Continued from here. No, I didn’t really think I had this much to write about my childhood backyard, either. But I’m not done yet and won’t be with this one.
If the non-creeping garden was dominated by flowers and side dish foods, the creeping garden was dominated by foods large enough to comprise meals.
I call this the creeping garden because where the plants in the other were basically contained to small and controlled beds of land, the plants in this one… well… creeped. Sprawled. Spread and infiltrated to — by the beginning of August and through at least the end of September — take up the whole backyard.
It started with the summer squash and zucchini. Dear God, the zucchini. They grew big enough that, were my sister and I so inclined, we could probably substitute one as a bat with which to play baseball. I mean, it wouldn’t have been regulation or anything, but the zucchini would have done the job. I used to think zucchini this size were par for the course. Moving to Arizona — where most zucchini would easily slip inside a paper towel tube — was something of a shock in this respect.

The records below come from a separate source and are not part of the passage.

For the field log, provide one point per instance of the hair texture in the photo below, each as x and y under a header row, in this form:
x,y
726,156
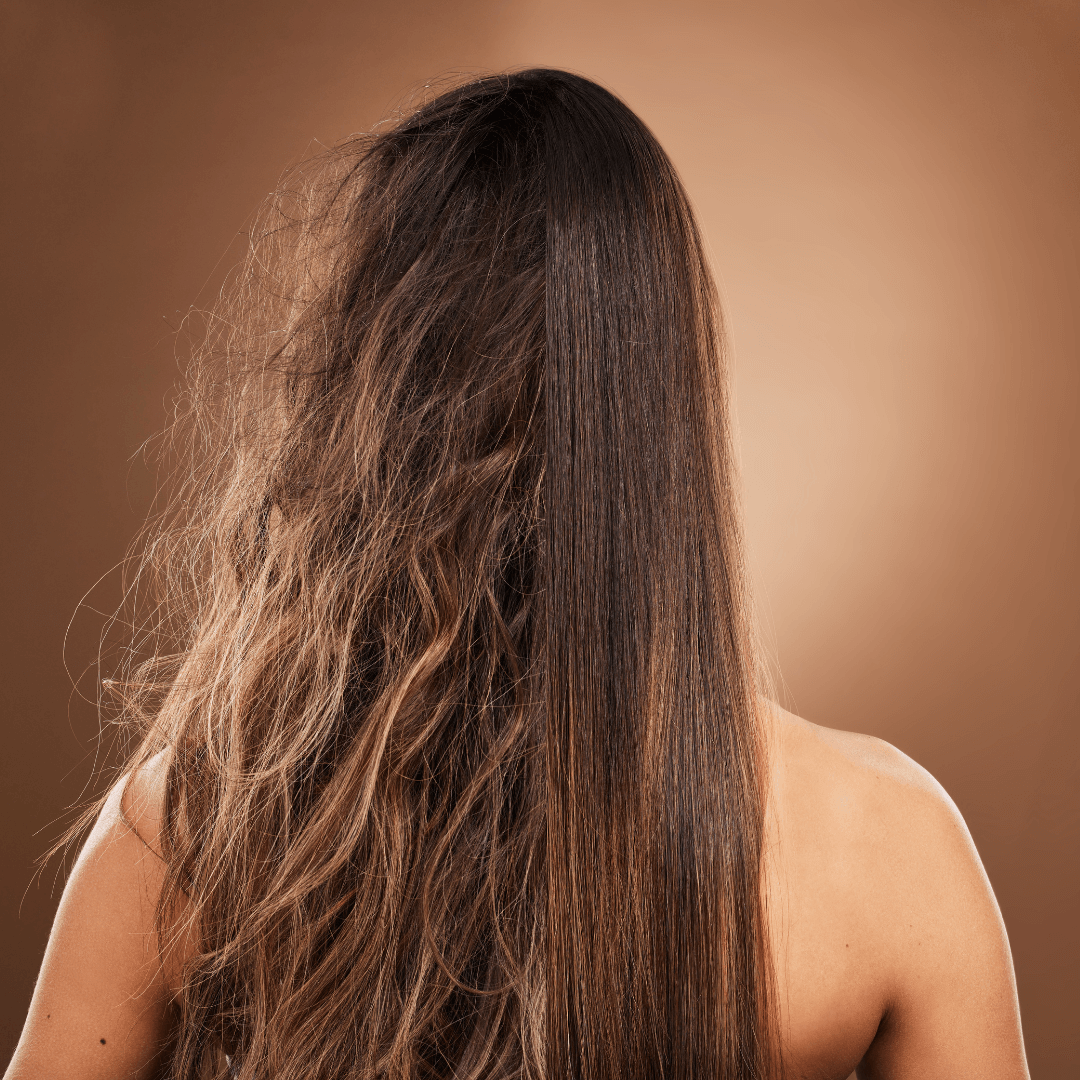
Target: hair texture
x,y
455,674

But it also meant that we had to learn to eat zucchini in new and inventive ways. Zucchini sliced raw and in salads, yes. Zucchini steamed or sauteed as a side, of course. And the ubiquitous zucchini bread — because it could be prepared in quantity, because it could be given away, because it could be frozen. I have to admit, my father did gain a certain satisfaction from thawing a few loaves of zucchini bread to take to his office Christmas party each year. Me, I preferred the standard Christmas cookies.
Additionally, there were all the “weird” ways to eat zucchini, the ones that got strange looks from my friends when I mentioned them — “You eat that?” Um, yes. When zucchini is what is in the house (or yard) for food, zucchini is what I eat:
- Zucchini fries — Just what it sounds like, and no complaints from me. Often served as a side in place of something like chips or French fries. PS — Fresh lake perch and fried zucchini “fish and chips”? 100% awesome.
- Zucchini salsa — A pico de gallo with zucchini thrown in. Given that we made our salsas spicy, this was clearly a way of disguising the zucchini with chilis, which it more or less did.
- Zucchini pie — Which was really more like a quiche. Not my favorite.
- Zucchini pancakes — A lot like potato pancakes, except done with zucchini. That said, while zucchini was a fine substitute for potatoes in the fries recipe above, it did not do so well to make its own pancakes. (Though I’ve since found some other recipes where zucchini is one of several vegetable ingredients. That seems to work better.)
- Stuffed zucchini — Zucchini with the seeds hollowed out, then stuffed with a mixture of whatever Dad felt like trying at the time. Rice was a staple, often combined with beans and/or some type of ground meat. Occasionally, he mixed in tomatoes, onion, or bell pepper. Once, he thought it would be interesting to try shrimp. “Interesting,” yes. Edible, less so.
The same was more or less true of the other gourd-type vegetables: summer squash, acorn squash, pumpkins — though Dad didn’t necessarily plant all varieties every year. Zucchini, however, was a staple.
And the raspberries. Loard, I am afraid to even get started on the raspberries. On the plus side, their sweetness was more naturally appealing to my younger palate, so there was less coaxing necessary to get me to eat them. Also, that raspberries are often used in the creation of sauces and desserts — parts of a meal that are more readily turned down without resulting in hunger — didn’t hurt matters.
What did hurt, however, was the thorns. What itched were the mosquito bites. What I remember most about the raspberries was the patch itself, the intricacies of easing myself into it — because raspberries refuse to grow in rows — to get at as many ripe berries as I could while minimizing the damage to myself.
At first, Dad was also concerned with me minimizing the damage to the plants as well, concerned I’d step on one and crush it. Eventually, however, he realized — we all realized — that there is no fucking way to kill raspberry plants. Seriously. You can spray weed killer at the roots, you can till the soil to break up the runners — and I swear, as you are doing it, you can hear the plants fucking laughing at you.
So then Dad was like, “That one, over there. Step on it a little harder.”